Figure 6 is the detection result of the combo-hod detector. The figure shows several human bodies detected at different distances, which contain some partial occlusion and error conditions.

Figure 6, the detection results of the combo-hod detector on the rgb-d data. Human detection in different parts of occlusion, vision and depth. False positives occur when the data of both sensors is not available (negative), false positives (falsepositive) occur when both types of data have clutter. In the third column, the human body can still be detected when no depth data is available. Our approach neither relies on background learning nor relies on ground plane estimation.

5 Summary

This paper introduces Combo-hod, a new method of detecting human body in rgb-d data. In this paper, the characteristics of the Kinect data used are introduced, which can guide the follow-up research. Depth Direction histogram The hod encodes the local direction change, and the scale space search based on the predicted depth information can achieve 3 times times speedup. Then combining Hod and hog, the Combo-hod method for human detection in RGB and depth data is presented. The 4 times-fold distance between the Kinect's recommended operating space reaches the equal error rate of EER to 85%. The contribution of depth data to the pure visual method and shape-based 3D method is analyzed through the contrast experiment. The Combo-hod is superior to other detection methods and can achieve 30fps real-time detection on the GPU.

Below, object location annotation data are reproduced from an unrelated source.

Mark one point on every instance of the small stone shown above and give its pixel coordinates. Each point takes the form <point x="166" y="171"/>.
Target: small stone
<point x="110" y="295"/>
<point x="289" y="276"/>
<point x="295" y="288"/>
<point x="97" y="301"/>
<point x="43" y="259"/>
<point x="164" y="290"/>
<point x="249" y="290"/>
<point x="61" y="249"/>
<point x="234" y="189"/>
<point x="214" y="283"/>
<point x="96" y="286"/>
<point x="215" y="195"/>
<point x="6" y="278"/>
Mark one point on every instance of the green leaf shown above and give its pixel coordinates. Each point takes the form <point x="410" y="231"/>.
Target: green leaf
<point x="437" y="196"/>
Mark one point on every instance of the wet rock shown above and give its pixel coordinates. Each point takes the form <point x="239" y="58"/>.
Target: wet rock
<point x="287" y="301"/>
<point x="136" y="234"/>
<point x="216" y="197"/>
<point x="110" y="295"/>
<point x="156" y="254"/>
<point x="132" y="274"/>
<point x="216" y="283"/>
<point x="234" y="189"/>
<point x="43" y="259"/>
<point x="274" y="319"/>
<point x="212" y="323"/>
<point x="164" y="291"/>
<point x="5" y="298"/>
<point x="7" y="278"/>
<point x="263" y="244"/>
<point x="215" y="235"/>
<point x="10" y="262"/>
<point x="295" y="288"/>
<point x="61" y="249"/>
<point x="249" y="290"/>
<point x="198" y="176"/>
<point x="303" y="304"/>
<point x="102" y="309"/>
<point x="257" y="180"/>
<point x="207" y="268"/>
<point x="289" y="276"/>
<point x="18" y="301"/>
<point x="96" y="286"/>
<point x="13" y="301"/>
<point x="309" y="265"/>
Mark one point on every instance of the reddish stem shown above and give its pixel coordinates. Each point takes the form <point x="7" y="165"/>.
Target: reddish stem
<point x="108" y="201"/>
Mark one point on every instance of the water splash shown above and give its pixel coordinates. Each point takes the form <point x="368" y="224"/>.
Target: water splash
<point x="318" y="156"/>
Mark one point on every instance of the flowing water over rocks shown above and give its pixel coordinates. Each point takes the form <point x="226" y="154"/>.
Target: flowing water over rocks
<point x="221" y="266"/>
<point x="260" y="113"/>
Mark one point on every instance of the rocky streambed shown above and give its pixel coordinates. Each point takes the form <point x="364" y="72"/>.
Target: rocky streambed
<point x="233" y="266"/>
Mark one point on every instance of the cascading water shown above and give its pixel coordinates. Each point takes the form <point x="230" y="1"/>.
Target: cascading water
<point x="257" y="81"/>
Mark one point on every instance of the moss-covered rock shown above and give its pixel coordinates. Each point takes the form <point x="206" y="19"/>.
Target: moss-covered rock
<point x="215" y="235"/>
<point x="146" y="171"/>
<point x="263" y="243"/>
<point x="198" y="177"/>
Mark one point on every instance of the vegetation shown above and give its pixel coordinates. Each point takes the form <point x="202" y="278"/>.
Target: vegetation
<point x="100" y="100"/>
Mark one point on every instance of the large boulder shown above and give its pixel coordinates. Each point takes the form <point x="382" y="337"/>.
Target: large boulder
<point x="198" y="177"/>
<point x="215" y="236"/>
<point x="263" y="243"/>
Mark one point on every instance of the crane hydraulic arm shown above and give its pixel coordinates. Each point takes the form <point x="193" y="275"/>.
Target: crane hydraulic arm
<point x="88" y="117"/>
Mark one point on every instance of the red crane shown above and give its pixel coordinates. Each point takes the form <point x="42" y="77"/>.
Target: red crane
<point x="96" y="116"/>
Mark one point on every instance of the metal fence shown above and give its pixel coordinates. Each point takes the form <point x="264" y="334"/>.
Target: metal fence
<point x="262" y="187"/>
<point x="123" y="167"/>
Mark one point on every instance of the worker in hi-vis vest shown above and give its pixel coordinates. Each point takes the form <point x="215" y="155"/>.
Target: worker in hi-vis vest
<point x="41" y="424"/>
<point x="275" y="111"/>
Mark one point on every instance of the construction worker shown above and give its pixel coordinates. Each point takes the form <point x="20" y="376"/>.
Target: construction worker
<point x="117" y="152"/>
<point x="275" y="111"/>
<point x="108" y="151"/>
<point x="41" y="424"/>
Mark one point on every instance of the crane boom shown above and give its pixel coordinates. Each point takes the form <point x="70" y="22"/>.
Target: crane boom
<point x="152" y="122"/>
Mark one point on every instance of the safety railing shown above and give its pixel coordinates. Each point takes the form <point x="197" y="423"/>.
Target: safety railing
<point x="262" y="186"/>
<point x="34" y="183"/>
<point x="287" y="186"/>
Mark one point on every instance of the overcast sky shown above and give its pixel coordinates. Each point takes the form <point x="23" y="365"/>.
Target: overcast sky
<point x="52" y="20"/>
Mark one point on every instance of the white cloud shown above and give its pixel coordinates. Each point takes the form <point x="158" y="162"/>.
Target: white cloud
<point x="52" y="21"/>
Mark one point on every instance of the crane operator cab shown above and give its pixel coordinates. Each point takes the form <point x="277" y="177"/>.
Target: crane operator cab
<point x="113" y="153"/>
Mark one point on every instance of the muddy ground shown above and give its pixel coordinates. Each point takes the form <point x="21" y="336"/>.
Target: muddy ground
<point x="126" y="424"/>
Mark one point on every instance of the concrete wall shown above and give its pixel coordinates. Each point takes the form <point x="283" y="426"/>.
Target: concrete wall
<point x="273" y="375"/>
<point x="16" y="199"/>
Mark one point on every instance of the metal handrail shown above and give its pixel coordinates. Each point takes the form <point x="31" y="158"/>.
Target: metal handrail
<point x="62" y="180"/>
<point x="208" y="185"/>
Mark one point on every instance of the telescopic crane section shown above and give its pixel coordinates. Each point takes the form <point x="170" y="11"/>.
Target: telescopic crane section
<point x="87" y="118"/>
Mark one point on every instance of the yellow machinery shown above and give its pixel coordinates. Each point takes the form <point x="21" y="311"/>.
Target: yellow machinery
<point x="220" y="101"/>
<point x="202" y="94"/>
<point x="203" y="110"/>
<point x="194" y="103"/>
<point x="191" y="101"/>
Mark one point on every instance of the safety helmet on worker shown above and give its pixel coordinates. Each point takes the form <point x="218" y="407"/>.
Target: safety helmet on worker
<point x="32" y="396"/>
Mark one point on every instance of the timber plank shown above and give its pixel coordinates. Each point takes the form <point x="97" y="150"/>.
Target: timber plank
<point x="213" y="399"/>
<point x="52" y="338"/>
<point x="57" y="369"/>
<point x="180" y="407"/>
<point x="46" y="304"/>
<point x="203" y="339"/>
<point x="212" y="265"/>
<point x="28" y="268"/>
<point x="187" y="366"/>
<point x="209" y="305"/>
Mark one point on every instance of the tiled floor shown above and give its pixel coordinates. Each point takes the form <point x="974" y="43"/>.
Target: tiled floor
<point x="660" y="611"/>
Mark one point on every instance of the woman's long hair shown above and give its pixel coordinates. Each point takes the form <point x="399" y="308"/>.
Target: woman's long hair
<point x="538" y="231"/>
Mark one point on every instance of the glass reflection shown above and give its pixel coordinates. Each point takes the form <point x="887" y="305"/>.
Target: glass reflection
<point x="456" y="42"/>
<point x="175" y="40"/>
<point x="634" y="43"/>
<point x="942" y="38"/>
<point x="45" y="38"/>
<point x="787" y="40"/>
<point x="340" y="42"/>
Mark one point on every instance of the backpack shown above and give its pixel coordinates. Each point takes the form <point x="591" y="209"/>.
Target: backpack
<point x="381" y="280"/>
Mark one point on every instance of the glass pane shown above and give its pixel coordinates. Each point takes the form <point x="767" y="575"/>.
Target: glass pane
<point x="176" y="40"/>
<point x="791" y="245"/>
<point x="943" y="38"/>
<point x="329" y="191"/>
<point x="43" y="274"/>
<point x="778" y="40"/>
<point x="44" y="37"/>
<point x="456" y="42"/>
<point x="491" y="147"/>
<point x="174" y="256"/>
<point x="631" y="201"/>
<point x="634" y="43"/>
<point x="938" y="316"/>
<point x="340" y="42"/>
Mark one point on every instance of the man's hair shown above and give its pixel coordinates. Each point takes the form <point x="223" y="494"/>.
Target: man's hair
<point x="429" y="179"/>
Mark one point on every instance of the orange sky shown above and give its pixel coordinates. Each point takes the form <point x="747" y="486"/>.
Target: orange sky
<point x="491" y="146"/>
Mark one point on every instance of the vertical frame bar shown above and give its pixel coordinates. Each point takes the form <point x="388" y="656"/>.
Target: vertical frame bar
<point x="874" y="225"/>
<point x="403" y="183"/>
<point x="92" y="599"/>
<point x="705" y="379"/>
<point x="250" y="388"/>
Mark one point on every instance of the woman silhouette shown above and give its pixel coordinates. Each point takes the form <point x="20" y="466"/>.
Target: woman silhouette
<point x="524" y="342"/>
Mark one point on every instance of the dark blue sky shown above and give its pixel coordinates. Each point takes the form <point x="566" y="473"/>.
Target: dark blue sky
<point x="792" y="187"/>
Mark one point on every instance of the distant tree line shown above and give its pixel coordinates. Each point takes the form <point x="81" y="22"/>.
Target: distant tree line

paper Download : http://download.csdn.net/detail/masikkk/6947075

author Dr. Luciano Spinello personal page : http://www.informatik.uni-freiburg.de/~spinello/index.html

rgb-d Data set used in the paper download : http://www.informatik.uni-freiburg.de/~spinello/RGBD-dataset.html

Using rgb-d data for human body detection with dataset

Contact Us

The content source of this page is from Internet, which doesn't represent Alibaba Cloud's opinion; products and services mentioned on that page don't have any relationship with Alibaba Cloud. If the content of the page makes you feel confusing, please write us an email, we will handle the problem within 5 days after receiving your email.

If you find any instances of plagiarism from the community, please send an email to: info-contact@alibabacloud.com and provide relevant evidence. A staff member will contact you within 5 working days.

A Free Trial That Lets You Build Big!

Start building with 50+ products and up to 12 months usage for Elastic Compute Service

  • Sales Support

    1 on 1 presale consultation

  • After-Sales Support

    24/7 Technical Support 6 Free Tickets per Quarter Faster Response

  • Alibaba Cloud offers highly flexible support services tailored to meet your exact needs.